Namun, Asisten Saksi harus mengeluarkan biaya pribadi yang besar.

Akhir tahun lalu, ketika dia memasuki Chitmahal dengan karavan PBB di Kadiwala, dia melihat reruntuhan abu-abu yang tersebar tak berujung. Para pemuda yang terkena dampak mengguncang mobilnya. Langit dikabarkan dengan drone. Bomnya terdengar seperti guntur yang menggelegar.

Kadwala membandingkan lanskap tersebut dengan film Dystopian seperti “Mad Max”. “Sangat sulit untuk dipahami karena otak kita belum pernah melihat hal seperti itu,” katanya.

Dia tahu keadaannya tidak bertambah buruk.

Ketika dia bersiap untuk masuk ke Rumah Sakit Nass di Khan Unis, dia berkata pada dirinya sendiri, “Kamu pasti kecewa,” di mana dia akan tinggal dan bekerja selama lebih dari sebulan. “Pasien-pasien ini ada di sini untuk membantu, jangan lihat saya menangis.”

Orang tua pasien terpaksa berbagi tempat tidur karena keterbatasan organisasi atau berbaring di koridor rumah sakit dengan kasur sementara.

Orang tua pasien terpaksa berbagi atau berbaring di kasur sementara yang terletak di koridor karena keterbatasan sumber daya dan lokasi di Rumah Sakit Nass karena bangsal anak rumah sakit tersebut kewalahan oleh gelombang keluarga pengungsi dari Utara ke UNIS Gaza pada tanggal 22 September.

(Abdallah FS Alater / Anadolu melalui Getty Fig.)

Gaza

Ledakan terjadi setiap pagi sesaat sebelum salat.

“Dalam waktu 20 menit, satu setengah ratus orang terluka di tembok,” kata Ahli Bedah Ortopedi Carolina Utara Mark Pearlmutter, yang pergi ke Gaza dua kali dan orang yang bekerja di Nasser pada bulan Maret berada dalam hari-hari yang penuh kekerasan.

Parlmutter, 70, melayani sukarelawan di lebih dari 5 misi kemanusiaan: setelah gempa bumi dahsyat di Haiti, setelah Badai Katrina Katrina di New Orleans dan setelah serangan terhadap World Trade Center di New York 1/3.

Dia tidak mempersiapkan apa pun untuk Gaza.

Rumah sakit adalah selokan dan bau kematian.
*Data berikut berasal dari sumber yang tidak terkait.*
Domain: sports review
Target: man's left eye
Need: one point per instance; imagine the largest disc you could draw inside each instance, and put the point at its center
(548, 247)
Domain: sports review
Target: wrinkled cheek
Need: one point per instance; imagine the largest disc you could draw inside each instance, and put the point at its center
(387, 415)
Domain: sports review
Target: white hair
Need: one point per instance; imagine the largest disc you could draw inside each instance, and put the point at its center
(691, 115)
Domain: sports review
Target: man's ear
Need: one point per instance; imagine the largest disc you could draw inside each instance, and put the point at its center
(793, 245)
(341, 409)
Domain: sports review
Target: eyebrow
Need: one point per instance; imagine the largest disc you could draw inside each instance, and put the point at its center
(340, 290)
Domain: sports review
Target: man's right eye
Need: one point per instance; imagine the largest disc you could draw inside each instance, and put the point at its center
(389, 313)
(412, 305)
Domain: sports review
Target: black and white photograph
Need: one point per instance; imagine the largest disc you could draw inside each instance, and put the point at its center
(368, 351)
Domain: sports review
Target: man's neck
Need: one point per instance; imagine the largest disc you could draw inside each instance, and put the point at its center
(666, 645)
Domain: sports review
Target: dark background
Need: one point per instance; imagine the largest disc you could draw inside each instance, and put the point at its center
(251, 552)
Para dokter mengoperasi tanpa antibiotik atau sabun. Dia belum pernah melihat begitu banyak anak-anak yang menjadi korban sebelumnya. Rumah sakit dipenuhi dengan anak-anak yang terguncang akibat terendam reruntuhan bangunan dan lainnya yang mengalami luka tembak di dada dan kepala.

“Saya biasa menginjakkan kaki di atas anak-anak yang sedang sekarat,” katanya. “Saya akan melihat darah mereka mengalir ke lantai, mengetahui bahwa saya tidak memiliki kesempatan untuk menyelamatkan mereka.”

Warga Palestina mencoba menembak di unit gawat darurat Rumah Sakit Nasser.

Warga Palestina mencoba membakar unit gawat darurat Rumah Sakit Nasser setelah serangan udara Israel pada 27 Maret.

(AFP melalui Getty Image)

Dalam pengalaman hantu, seorang anak laki-laki yang terluka tergeletak di tanah mencapai kaki Pearlmutar, sangat lemah untuk berbicara. Pearlmutter tahu bahwa sudah terlambat bagi bocah itu, namun pasien lain masih memiliki kesempatan untuk bertahan hidup.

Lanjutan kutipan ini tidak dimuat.